SSRIs are the most widely prescribed class of anti-depressant medications. Their use has quickly grown in popularity over the recent years for disorders ranging from depression to fibromyalgia. SSRIs work by blocking the reuptake of the neurotransmitter serotonin in the brain. By altering the brain's serotonin balance, brain cells appear to send and receive chemical messages with greater ease, boosting one's mood. The result is to effect an improvement in the patient's mood, which is believed will help to curtail their symptoms. SSRIs chiefly affect serotonin to the relative exclusion of other neurotransmitters.

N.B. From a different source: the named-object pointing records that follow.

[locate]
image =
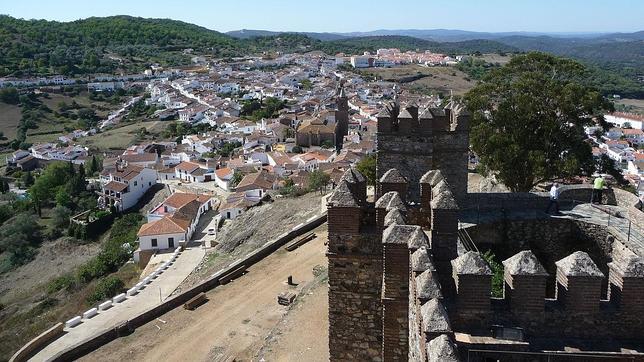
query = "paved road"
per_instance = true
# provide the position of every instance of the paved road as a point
(148, 298)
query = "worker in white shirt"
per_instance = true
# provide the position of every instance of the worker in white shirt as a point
(554, 198)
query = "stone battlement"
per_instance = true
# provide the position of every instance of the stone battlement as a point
(401, 289)
(414, 141)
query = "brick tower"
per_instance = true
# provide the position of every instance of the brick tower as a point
(414, 141)
(355, 273)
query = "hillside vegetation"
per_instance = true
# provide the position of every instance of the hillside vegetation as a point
(103, 45)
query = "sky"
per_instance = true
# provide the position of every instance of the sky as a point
(349, 15)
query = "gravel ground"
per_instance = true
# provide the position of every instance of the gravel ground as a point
(252, 229)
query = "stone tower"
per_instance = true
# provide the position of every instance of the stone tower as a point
(414, 141)
(355, 273)
(341, 117)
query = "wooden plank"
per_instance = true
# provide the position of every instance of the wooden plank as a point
(303, 240)
(196, 301)
(226, 278)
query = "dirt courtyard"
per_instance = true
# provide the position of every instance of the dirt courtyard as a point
(242, 320)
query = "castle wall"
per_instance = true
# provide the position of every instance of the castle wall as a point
(355, 279)
(410, 154)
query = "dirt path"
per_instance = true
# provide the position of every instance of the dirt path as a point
(240, 317)
(302, 335)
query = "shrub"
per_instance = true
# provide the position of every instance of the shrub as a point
(63, 282)
(106, 288)
(113, 254)
(497, 270)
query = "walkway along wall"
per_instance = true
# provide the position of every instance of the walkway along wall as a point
(91, 343)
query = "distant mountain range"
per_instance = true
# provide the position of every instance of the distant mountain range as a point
(623, 52)
(447, 35)
(40, 47)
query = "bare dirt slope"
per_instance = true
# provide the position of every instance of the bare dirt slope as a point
(26, 308)
(54, 258)
(253, 229)
(242, 320)
(432, 79)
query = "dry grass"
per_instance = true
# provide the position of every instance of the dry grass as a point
(121, 137)
(635, 105)
(10, 115)
(495, 58)
(435, 80)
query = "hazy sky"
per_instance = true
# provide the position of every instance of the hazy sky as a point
(350, 15)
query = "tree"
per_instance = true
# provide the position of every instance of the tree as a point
(327, 144)
(528, 120)
(27, 179)
(46, 185)
(288, 133)
(60, 217)
(19, 237)
(9, 95)
(318, 180)
(606, 165)
(94, 166)
(236, 179)
(367, 167)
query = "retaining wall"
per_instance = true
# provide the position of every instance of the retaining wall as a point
(127, 326)
(37, 343)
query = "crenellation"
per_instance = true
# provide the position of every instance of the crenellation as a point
(399, 286)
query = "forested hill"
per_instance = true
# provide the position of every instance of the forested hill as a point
(129, 44)
(82, 46)
(39, 47)
(404, 43)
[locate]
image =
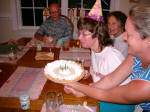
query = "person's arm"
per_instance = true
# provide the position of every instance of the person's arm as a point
(68, 33)
(136, 91)
(118, 76)
(39, 37)
(107, 89)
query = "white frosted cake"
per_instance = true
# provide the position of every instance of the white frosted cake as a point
(63, 71)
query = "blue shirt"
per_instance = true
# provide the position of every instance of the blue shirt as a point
(141, 74)
(62, 29)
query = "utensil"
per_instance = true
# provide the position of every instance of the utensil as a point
(52, 101)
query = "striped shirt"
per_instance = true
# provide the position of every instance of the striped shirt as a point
(141, 74)
(62, 29)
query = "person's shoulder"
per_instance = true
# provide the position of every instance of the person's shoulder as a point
(112, 53)
(64, 19)
(48, 20)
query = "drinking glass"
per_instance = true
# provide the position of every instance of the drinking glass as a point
(52, 101)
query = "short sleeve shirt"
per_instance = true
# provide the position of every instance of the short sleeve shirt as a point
(139, 73)
(62, 29)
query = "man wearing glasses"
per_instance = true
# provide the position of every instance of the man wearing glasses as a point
(56, 29)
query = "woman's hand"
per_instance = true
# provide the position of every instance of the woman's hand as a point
(86, 74)
(69, 90)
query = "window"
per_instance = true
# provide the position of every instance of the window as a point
(32, 11)
(28, 14)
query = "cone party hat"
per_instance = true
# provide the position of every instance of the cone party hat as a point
(96, 12)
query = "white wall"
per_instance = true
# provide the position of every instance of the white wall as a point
(6, 30)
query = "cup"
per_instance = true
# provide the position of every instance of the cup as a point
(25, 101)
(53, 101)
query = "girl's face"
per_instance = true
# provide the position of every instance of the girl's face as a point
(114, 26)
(86, 39)
(136, 45)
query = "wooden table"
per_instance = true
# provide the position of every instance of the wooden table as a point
(13, 105)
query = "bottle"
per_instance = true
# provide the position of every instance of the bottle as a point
(25, 101)
(12, 54)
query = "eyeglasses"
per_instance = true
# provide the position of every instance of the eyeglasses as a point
(85, 33)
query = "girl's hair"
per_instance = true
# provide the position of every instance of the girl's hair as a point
(120, 17)
(140, 16)
(98, 29)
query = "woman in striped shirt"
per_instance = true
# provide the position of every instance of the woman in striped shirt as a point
(137, 62)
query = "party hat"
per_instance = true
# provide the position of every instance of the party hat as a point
(96, 12)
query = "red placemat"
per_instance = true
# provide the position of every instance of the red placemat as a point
(24, 81)
(72, 108)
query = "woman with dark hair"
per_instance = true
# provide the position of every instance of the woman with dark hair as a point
(137, 63)
(116, 25)
(105, 58)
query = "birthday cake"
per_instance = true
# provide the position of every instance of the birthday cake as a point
(63, 71)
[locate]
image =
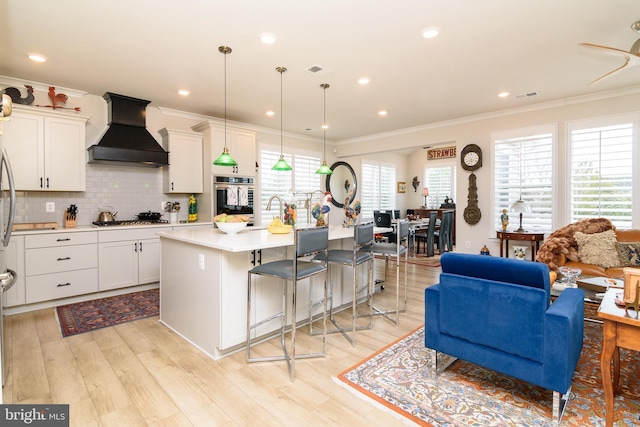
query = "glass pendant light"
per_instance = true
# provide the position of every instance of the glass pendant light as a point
(281, 164)
(225, 158)
(324, 169)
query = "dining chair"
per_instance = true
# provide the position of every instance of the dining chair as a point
(428, 237)
(361, 253)
(395, 250)
(309, 242)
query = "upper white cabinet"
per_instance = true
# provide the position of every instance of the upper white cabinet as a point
(47, 150)
(240, 142)
(184, 173)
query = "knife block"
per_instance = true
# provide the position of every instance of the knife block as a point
(69, 221)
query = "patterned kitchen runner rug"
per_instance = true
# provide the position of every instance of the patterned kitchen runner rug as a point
(468, 395)
(100, 313)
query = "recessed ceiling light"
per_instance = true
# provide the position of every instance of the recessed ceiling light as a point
(36, 57)
(268, 38)
(431, 32)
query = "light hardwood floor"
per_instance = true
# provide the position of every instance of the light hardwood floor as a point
(142, 374)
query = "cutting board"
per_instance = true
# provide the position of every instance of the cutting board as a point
(35, 226)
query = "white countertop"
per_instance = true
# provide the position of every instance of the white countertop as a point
(248, 239)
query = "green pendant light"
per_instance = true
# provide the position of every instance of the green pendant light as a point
(281, 164)
(225, 158)
(324, 168)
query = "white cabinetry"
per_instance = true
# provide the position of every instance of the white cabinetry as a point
(129, 257)
(240, 142)
(47, 150)
(59, 265)
(14, 254)
(184, 173)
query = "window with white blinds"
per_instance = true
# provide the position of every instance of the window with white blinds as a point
(601, 172)
(378, 189)
(441, 182)
(523, 169)
(293, 186)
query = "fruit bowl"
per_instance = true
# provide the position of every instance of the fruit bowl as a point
(231, 227)
(281, 229)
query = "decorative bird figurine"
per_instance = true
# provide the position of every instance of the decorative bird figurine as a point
(321, 210)
(15, 95)
(56, 98)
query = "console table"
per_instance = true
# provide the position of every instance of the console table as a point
(534, 238)
(619, 331)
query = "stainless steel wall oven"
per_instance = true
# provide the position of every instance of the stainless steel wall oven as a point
(234, 195)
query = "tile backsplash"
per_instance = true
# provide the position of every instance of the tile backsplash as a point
(128, 190)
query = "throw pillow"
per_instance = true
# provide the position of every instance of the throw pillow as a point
(597, 248)
(628, 253)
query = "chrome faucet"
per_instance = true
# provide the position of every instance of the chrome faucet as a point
(280, 212)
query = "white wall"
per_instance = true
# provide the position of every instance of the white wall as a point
(477, 130)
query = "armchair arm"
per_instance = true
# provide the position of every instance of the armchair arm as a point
(564, 330)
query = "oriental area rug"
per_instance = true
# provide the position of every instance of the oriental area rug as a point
(468, 395)
(100, 313)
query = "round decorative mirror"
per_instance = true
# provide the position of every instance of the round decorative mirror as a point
(342, 184)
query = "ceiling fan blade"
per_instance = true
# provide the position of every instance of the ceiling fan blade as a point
(631, 58)
(610, 73)
(606, 49)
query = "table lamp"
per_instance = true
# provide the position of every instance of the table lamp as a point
(520, 206)
(425, 193)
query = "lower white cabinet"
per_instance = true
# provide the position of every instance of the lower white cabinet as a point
(14, 255)
(59, 265)
(128, 257)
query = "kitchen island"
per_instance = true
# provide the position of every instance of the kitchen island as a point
(203, 284)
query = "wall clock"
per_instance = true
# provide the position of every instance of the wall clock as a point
(471, 160)
(471, 157)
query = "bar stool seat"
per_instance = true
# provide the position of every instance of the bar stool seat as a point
(395, 250)
(309, 243)
(361, 253)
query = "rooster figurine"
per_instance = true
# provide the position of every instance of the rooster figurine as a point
(320, 211)
(351, 212)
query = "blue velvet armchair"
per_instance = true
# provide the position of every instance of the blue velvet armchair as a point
(496, 313)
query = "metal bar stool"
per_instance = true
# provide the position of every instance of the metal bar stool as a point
(361, 253)
(309, 242)
(395, 250)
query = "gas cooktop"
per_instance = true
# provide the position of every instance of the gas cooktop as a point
(130, 222)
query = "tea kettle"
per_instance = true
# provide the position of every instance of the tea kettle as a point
(107, 216)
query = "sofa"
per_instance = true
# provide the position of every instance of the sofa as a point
(496, 313)
(612, 251)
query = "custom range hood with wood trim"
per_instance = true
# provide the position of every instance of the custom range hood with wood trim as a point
(127, 141)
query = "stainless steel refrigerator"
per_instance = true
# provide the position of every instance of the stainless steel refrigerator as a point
(8, 193)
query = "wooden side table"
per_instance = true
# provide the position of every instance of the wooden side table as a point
(619, 331)
(534, 238)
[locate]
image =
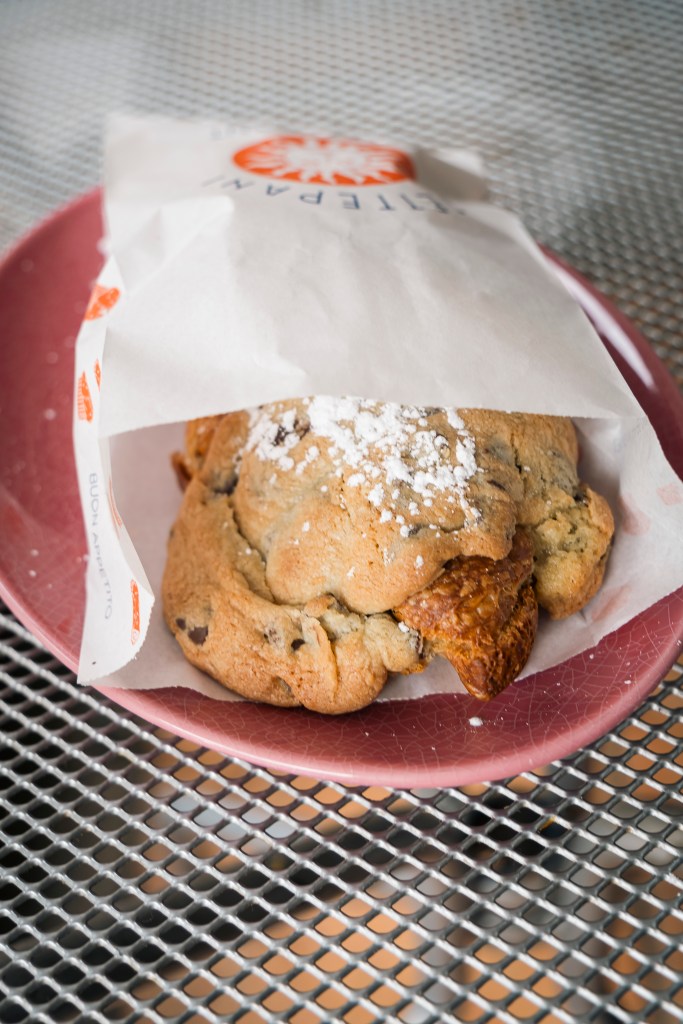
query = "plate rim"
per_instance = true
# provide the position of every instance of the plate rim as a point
(313, 764)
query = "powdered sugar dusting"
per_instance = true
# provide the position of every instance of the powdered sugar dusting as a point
(382, 443)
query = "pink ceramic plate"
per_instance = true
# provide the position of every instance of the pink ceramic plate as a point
(44, 284)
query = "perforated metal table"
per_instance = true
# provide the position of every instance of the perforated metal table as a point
(146, 880)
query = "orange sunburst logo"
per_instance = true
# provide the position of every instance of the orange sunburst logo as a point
(101, 300)
(312, 160)
(135, 626)
(84, 399)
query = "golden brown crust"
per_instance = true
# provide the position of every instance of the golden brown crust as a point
(482, 615)
(282, 565)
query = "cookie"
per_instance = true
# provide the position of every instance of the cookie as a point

Popularly prescribed SSRIs include:

  • -- Escitalopram (marketed as Lexapro)
  • -- Citalopram (marketed as Celexa)
  • -- Fluoxetine (marketed as Prozac)
  • -- Fluvoxamine (marketed as Luvox)
  • -- Paroxetine (marketed as Paxil)
  • -- Sertraline (marketed as Zoloft)

Side effects from SSRIs tend to be relatively mild but can be annoying or even prohibitive in some patients. Not everyone will experience side effects, but when they do they might include nausea, diarrhea, sexual dysfunction, sweating, drowsiness, restlessness, or insomnia.

OCD Treatment With SSRIs

According to a retrospective review of the efficacy of SSRIs in treating OCD, at least four SSRIs have shown to be effective in the treatment of OCD

  • -- Fluoxetine (marketed as Prozac)
  • -- Paroxetine (marketed as Paxil)
  • -- Fluvoxamine (marketed as Luvox)
  • -- Sertraline (marketed as Zoloft)

In clinical trials these SSRIs performed as well or better than clomipramine (Anafranil), a different kind of anti-depressant traditionally used in treating OCD. In fact, people taking SSRIs for OCD reported fewer side effects than those taking clomipramine.

A more recent Cochrane Review of SSRIs used in the treatment of OCD versus placebo revealed more of the same—namely, that certain SSRIs are effective in OCD symptom reduction, and that they are able to achieve symptom reduction with only minimal side effects, the most commonly reported side effect being nausea.